2.3. An electric motor requires 2 kW of power dissipation when connected to a 250 V supply. If the radiator coils are made from a wire of 0.15 mm diameter with a resistivity of \( 80 \mu \Omega \cdot \mathrm{~m} \), calculate the total length of the wire required.

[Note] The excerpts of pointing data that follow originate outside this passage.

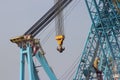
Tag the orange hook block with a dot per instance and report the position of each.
(60, 39)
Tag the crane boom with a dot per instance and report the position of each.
(47, 18)
(31, 47)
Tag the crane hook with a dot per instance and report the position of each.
(60, 39)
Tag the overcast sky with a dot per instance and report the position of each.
(17, 16)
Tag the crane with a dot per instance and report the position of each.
(102, 50)
(30, 47)
(101, 55)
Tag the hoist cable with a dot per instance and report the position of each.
(67, 13)
(47, 18)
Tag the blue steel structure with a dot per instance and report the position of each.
(103, 42)
(26, 51)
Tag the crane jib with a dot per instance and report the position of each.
(47, 18)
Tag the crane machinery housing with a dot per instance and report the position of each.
(100, 59)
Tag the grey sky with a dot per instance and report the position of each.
(17, 16)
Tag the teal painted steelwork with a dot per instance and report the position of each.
(103, 41)
(26, 52)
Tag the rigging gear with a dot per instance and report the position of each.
(59, 26)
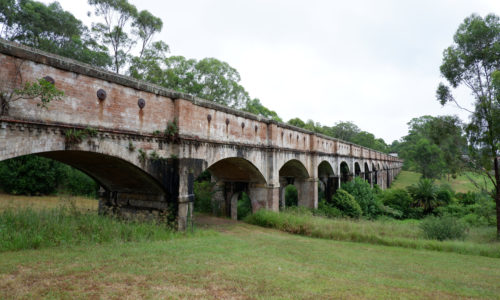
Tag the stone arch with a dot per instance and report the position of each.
(126, 189)
(236, 169)
(327, 182)
(233, 176)
(345, 174)
(367, 173)
(357, 169)
(294, 172)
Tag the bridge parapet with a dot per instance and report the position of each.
(242, 150)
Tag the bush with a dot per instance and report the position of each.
(480, 213)
(362, 192)
(64, 226)
(203, 192)
(424, 194)
(327, 210)
(75, 182)
(346, 203)
(291, 196)
(244, 206)
(30, 175)
(34, 175)
(397, 199)
(444, 228)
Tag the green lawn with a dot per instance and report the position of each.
(242, 261)
(460, 184)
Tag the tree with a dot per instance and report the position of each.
(146, 25)
(297, 122)
(345, 131)
(474, 61)
(50, 28)
(254, 106)
(428, 158)
(117, 14)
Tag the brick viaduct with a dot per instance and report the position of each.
(143, 172)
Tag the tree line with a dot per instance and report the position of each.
(123, 40)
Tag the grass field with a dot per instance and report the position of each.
(460, 184)
(242, 261)
(226, 259)
(18, 201)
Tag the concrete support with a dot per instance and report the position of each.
(264, 196)
(308, 192)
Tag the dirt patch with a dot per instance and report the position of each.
(211, 222)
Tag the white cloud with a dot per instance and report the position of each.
(375, 63)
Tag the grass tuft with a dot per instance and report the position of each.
(65, 226)
(406, 234)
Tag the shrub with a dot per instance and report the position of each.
(244, 206)
(346, 203)
(362, 192)
(444, 228)
(29, 175)
(327, 210)
(291, 196)
(480, 213)
(75, 182)
(203, 192)
(424, 194)
(397, 199)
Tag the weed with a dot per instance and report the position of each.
(142, 156)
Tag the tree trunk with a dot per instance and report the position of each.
(497, 194)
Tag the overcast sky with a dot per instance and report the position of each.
(375, 63)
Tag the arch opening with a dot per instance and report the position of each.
(328, 182)
(294, 173)
(357, 170)
(368, 174)
(344, 172)
(233, 185)
(126, 189)
(375, 174)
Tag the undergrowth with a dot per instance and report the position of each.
(400, 234)
(66, 226)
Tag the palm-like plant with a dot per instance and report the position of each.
(424, 194)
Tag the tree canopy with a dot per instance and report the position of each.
(473, 60)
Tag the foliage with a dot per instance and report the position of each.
(42, 90)
(34, 175)
(50, 28)
(434, 146)
(131, 146)
(346, 131)
(203, 192)
(142, 156)
(388, 233)
(67, 226)
(75, 136)
(428, 158)
(399, 200)
(291, 196)
(477, 209)
(254, 106)
(244, 206)
(363, 194)
(117, 14)
(29, 175)
(346, 203)
(327, 210)
(424, 194)
(74, 182)
(444, 228)
(474, 60)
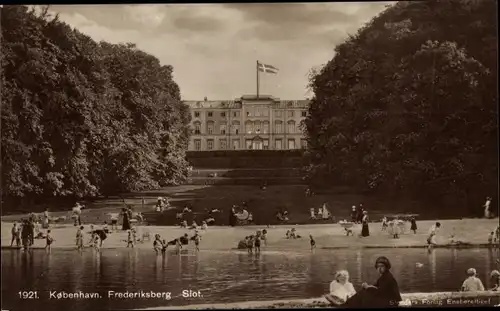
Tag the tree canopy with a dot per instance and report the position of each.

To calculate the total length of the wire required for the radiator coils, we can start with the formula for power dissipation in terms of resistance: \[ P = \frac{V^2}{R} \] Where: - \( P = 2 \text{ kW} = 2000 \text{ W} \) - \( V = 250 \text{ V} \) First, rearranging the formula for resistance \( R \): \[ R = \frac{V^2}{P} = \frac{(250)^2}{2000} = \frac{62500}{2000} = 31.25 \, \Omega \] Next, we can relate the resistance of the wire to its resistivity, length, and cross-sectional area: \[ R = \frac{\rho \cdot L}{A} \] Where: - \( \rho = 80 \mu \Omega \cdot m = 80 \times 10^{-6} \, \Omega m \) - \( A = \pi \left(\frac{d}{2}\right)^2 = \pi \left(\frac{0.15 \times 10^{-3}}{2}\right)^2 \) Calculating the cross-sectional area: \[ A = \pi \left(\frac{0.15 \times 10^{-3}}{2}\right)^2 = \pi \left(0.075 \times 10^{-3}\right)^2 \approx 1.767 \times 10^{-8} \, m^2 \] Now we can substitute the values into the resistance equation to find the length \( L \): \[ R = \frac{(80 \times 10^{-6}) \cdot L}{1.767 \times 10^{-8}} \] Setting \( R = 31.25 \, \Omega \): \[ 31.25 = \frac{(80 \times 10^{-6}) \cdot L}{1.767 \times 10^{-8}} \] Now, solve for \( L \): \[ L = \frac{31.25 \cdot 1.767 \times 10^{-8}}{80 \times 10^{-6}} \] Calculating \( L \): \[ L \approx \frac{5.52875 \times 10^{-7}}{80 \times 10^{-6}} \approx 6.91 \, m \] So, the total length of the wire required is approximately **6.91 meters**.